You know our differences definitely will (make a difference). I’m a “get ‘er done” person who has gotten things done. I want to focus on the things that most Iowans worry about. Health care is number one. Education. Folks worry about the economy and jobs here in Iowa. With net farm income being down 75 percent since 2013, I’ll tell you what, as I travel around this state, people have concerns. And you put on top of that the 85 ethanol wavers. Our farm economy, our manufacturing, our main street folks are very worried and I hear about that.

BFIA: What is your reaction to the president’s recent announcement that he would create additional subsidies for farmers hurt by trade policy? What are you hearing on the campaign trail from farmers who may have gotten some of that money?

GREENFIELD: Farmers I talk to want their markets back, that’s what they want.
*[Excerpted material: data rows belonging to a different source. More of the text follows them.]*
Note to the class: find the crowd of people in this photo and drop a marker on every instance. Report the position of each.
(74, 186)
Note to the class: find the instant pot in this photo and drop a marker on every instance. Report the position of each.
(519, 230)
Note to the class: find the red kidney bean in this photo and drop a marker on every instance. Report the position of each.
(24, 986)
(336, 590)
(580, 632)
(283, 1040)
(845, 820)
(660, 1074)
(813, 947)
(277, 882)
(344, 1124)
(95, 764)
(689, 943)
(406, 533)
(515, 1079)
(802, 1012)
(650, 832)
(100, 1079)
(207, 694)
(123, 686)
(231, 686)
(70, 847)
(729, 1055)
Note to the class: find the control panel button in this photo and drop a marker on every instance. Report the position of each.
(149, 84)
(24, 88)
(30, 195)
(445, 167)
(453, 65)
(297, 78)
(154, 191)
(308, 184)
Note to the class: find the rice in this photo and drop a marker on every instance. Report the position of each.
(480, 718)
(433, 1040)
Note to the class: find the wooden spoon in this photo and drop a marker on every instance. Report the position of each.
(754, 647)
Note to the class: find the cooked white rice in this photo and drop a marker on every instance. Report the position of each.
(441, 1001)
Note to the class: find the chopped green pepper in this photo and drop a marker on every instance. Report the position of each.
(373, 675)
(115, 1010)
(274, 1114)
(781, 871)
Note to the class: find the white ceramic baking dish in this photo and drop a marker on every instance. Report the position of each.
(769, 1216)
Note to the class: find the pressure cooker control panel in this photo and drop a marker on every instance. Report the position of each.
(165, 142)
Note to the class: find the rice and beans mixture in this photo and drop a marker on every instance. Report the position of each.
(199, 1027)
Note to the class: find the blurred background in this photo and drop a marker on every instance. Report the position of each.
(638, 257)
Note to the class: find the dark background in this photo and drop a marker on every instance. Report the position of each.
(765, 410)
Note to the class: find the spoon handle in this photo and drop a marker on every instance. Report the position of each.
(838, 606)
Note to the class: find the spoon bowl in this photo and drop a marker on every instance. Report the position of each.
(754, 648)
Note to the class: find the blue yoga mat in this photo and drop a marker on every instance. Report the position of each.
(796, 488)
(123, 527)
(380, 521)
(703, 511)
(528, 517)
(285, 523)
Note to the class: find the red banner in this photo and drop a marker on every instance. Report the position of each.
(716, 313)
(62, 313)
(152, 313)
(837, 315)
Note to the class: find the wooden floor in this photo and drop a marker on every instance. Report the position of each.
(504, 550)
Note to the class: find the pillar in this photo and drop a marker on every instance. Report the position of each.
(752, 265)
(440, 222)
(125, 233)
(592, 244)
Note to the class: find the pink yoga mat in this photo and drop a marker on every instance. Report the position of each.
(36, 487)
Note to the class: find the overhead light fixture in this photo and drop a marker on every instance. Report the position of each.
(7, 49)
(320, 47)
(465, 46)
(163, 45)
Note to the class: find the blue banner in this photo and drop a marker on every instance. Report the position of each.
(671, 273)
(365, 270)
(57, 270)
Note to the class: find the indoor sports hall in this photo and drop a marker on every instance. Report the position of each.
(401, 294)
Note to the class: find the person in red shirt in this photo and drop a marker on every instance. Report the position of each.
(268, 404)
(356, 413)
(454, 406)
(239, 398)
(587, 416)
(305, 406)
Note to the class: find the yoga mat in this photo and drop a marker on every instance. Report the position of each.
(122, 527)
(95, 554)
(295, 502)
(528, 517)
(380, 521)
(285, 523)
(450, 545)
They want the future. They don’t want to leave a legacy of liability for their family with high debt. They want to leave a legacy of prosperity. They see continuing to get the markets back and grow those markets is what they want to do, and I get it. I grew up hard-working on the farm and that’s what farmers like to do: get up early, stay late, get the job done, and they want to earn a fair profit to do that.

BFIA: So you don’t see the impact, you see a different picture. What you see is the guarantee by the administration not having the desired effect because people want their markets back, people want to do the work, get paid for the work. Did I get that right?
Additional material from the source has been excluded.